Köylüler, Güdül İlçesi'ne bağlı Kırkkavak, Tahtacıörencik, Kayı, Kavaközü, Karacaören, Taşören, Adalıkuzu, Garipçe, Özköy mahallerinin yakınında hayata geçirilmesi planlanan bu projenin bölgedeki tarım ve hayvancılığı etkileyeceği gibi, insanların sağlığına da tehdit oluşturacağını ifade etti. Projeye ilişkin 'ÇED Gerekli Değildir' kararının iptali ve yürütmesinin durdurulması talebiyle açılan dava kapsamında, mahkeme ve bilirkişi heyeti, projenin planlandığı alanda incelemelerde bulundu. Davacılardan Uruşlular Derneği'nin başkanı Mustafa Büyükgedik, Uruş muhtarı Murat Uz, Tahtacıörencik muhtarı Sebahattin Araç ve avukatları ile, Dört Mevsim Ekolojik Yaşam Derneği'nden Ceyhan Temürcü ve Kırsal Çevre Derneği'nden Can Yücesoy ile Mustafa Bektaş, proje tanıtım dosyasındaki eksikliklerin yanı sıra, projenin yapılması durumunda ortaya çıkacak ekonomik, sosyal ve ekolojik zararlar konusunda bilgilendirme yaptılar.

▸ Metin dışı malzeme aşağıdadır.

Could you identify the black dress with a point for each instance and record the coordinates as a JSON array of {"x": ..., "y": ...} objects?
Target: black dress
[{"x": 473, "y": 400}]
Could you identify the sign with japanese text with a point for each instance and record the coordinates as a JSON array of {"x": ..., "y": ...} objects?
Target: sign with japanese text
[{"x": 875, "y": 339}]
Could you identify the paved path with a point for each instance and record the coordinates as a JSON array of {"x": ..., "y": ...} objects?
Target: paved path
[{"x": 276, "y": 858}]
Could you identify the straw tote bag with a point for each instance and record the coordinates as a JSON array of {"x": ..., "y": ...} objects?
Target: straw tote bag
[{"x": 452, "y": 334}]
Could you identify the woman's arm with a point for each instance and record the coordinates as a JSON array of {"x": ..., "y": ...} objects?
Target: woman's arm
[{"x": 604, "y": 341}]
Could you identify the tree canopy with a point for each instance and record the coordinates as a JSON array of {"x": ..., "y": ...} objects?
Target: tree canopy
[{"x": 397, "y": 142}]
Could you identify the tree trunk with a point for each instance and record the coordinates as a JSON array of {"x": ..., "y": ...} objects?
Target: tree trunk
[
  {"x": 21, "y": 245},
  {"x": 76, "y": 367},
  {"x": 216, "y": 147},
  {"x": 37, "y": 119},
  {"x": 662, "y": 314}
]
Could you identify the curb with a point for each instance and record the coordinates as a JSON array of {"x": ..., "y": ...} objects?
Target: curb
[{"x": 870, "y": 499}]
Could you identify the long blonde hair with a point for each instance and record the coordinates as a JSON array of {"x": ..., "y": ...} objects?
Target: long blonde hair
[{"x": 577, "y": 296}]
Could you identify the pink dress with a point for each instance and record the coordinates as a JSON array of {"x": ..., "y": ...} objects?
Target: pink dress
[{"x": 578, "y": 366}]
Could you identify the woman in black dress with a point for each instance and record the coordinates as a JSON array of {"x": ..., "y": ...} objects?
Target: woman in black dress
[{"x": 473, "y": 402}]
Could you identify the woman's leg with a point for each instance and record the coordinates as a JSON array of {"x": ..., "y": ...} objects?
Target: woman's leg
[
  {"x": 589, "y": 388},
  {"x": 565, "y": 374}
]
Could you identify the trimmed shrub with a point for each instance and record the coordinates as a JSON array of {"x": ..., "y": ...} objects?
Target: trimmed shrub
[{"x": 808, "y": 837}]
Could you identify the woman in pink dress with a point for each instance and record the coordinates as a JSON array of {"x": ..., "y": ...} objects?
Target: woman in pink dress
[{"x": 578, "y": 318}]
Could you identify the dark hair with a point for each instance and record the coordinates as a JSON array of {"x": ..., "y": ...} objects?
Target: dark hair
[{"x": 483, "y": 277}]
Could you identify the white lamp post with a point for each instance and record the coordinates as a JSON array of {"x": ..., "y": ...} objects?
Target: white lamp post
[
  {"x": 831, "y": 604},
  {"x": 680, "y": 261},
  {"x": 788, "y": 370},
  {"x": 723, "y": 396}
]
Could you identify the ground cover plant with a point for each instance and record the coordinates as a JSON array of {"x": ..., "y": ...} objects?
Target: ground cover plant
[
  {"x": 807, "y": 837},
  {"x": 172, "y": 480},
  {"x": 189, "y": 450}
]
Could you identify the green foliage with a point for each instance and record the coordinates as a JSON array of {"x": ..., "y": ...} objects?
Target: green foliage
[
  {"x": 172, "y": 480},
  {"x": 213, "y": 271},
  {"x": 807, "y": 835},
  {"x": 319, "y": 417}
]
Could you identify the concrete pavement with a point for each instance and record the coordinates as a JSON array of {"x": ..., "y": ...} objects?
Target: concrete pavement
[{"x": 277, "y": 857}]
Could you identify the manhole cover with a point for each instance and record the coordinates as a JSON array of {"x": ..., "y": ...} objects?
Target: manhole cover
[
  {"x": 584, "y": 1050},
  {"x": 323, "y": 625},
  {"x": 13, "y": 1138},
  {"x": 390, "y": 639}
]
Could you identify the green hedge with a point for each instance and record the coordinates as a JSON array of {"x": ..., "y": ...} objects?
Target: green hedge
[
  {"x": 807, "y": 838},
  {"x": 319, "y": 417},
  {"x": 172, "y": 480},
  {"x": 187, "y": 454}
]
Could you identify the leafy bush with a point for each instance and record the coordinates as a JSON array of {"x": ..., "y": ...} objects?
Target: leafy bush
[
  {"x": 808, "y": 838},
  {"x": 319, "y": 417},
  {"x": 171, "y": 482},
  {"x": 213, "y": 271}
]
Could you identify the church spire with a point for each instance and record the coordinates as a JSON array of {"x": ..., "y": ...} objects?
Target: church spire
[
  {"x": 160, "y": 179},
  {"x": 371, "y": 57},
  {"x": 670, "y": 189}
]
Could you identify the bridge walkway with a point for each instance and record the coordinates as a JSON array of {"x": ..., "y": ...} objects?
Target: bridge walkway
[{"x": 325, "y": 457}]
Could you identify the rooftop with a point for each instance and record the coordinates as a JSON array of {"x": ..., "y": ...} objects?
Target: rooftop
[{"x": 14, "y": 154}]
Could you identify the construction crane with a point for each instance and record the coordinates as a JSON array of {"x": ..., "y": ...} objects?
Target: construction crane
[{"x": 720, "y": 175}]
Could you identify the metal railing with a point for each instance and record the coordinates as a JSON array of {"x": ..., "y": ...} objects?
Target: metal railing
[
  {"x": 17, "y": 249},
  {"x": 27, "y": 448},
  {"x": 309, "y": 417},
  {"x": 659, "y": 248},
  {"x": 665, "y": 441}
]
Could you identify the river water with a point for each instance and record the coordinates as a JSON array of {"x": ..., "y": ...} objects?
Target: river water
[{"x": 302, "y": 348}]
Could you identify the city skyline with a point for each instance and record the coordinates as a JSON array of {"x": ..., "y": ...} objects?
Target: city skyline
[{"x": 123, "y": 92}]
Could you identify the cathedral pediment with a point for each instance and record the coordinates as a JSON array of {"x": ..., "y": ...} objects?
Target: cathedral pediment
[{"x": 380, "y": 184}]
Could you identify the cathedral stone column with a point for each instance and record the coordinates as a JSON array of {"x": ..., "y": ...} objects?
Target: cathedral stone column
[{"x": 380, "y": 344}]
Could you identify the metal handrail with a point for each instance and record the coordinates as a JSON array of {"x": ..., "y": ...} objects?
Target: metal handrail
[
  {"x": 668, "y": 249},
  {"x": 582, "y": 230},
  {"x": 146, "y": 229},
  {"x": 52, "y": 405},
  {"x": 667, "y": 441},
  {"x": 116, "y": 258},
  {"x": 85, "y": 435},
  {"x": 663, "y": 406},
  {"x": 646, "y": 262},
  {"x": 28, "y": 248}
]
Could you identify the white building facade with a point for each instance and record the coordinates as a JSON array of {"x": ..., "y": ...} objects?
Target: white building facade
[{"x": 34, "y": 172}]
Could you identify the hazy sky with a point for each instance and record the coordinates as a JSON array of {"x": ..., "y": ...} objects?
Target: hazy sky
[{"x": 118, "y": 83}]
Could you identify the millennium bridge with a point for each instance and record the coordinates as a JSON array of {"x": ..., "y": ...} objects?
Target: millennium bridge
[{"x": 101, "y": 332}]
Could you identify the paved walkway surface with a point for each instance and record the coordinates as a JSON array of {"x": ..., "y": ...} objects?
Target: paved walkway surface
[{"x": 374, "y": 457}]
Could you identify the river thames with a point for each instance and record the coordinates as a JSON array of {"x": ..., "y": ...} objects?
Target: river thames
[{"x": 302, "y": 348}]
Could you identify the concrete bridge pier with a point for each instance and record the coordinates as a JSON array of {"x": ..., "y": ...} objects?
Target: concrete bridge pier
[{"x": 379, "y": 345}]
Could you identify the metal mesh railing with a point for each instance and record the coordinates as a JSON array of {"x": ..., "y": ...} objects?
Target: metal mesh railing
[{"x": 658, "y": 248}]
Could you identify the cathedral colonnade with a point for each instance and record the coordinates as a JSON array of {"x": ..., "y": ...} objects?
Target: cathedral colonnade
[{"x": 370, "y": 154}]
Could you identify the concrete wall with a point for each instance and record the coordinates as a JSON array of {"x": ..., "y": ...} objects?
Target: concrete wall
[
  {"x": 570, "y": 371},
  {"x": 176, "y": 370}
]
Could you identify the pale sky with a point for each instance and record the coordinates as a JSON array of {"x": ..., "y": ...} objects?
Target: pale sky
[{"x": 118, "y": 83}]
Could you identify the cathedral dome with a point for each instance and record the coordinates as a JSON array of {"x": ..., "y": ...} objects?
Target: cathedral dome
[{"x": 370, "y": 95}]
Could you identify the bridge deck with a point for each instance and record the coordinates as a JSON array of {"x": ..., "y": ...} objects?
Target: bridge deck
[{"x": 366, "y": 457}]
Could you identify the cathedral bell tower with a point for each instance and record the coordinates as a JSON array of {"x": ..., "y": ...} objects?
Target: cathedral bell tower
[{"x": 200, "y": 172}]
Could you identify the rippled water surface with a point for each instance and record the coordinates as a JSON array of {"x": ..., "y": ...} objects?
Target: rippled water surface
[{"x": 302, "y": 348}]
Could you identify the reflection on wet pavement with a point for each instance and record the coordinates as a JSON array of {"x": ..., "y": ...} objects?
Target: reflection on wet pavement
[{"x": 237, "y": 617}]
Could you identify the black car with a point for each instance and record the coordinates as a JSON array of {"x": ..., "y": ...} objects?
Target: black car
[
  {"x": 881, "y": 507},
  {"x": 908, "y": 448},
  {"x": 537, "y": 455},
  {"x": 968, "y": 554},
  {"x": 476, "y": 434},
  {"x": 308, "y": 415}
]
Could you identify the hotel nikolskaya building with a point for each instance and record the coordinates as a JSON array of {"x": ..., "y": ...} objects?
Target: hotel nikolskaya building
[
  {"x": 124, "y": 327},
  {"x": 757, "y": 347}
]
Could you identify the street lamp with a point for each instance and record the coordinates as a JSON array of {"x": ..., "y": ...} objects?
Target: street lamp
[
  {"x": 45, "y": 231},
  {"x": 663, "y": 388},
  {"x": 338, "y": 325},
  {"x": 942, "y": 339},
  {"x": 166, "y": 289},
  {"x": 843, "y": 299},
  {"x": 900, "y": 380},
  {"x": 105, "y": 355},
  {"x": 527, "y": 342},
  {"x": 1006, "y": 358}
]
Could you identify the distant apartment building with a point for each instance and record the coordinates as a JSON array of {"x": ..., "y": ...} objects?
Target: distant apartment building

'YABAN HAYATI VE YEREL HALKIN SAĞLIĞI TEHLİKEYE ATILIYOR'

Yapılan açıklama şöyle: 'Tesisin planlandığı alan, DSİ'nin tarımsal yatırımlarının sulama alanlarının ortasında kalıyor. Tarım ve Orman Bakanlığı tarafından arazi toplulaştırma çalışması da yapılmış olan bu bölgede fiilen tarımsal üretim gerçekleştiriliyor, yakındaki meralarda büyükbaş ve küçükbaş hayvanlar otluyor. Planlanan tesisin etki alanı içinde birçok arı kovanı da var. Kayaköz deresi yatağı ve çevresi birçok canlı türünü barındıran bir orman ekosistemi oluşturuyor. Alanın yakınındaki bölgelerin ayı, kurt, geyik, domuz, çakal, porsuk, tilki, kara akbaba gibi birçok hayvanın doğal yaşam alanı olduğu da biliniyor. Üstelik planlanan tesis alanının 70 metre yakınında bir arkeolojik sit alanı da bulunuyor.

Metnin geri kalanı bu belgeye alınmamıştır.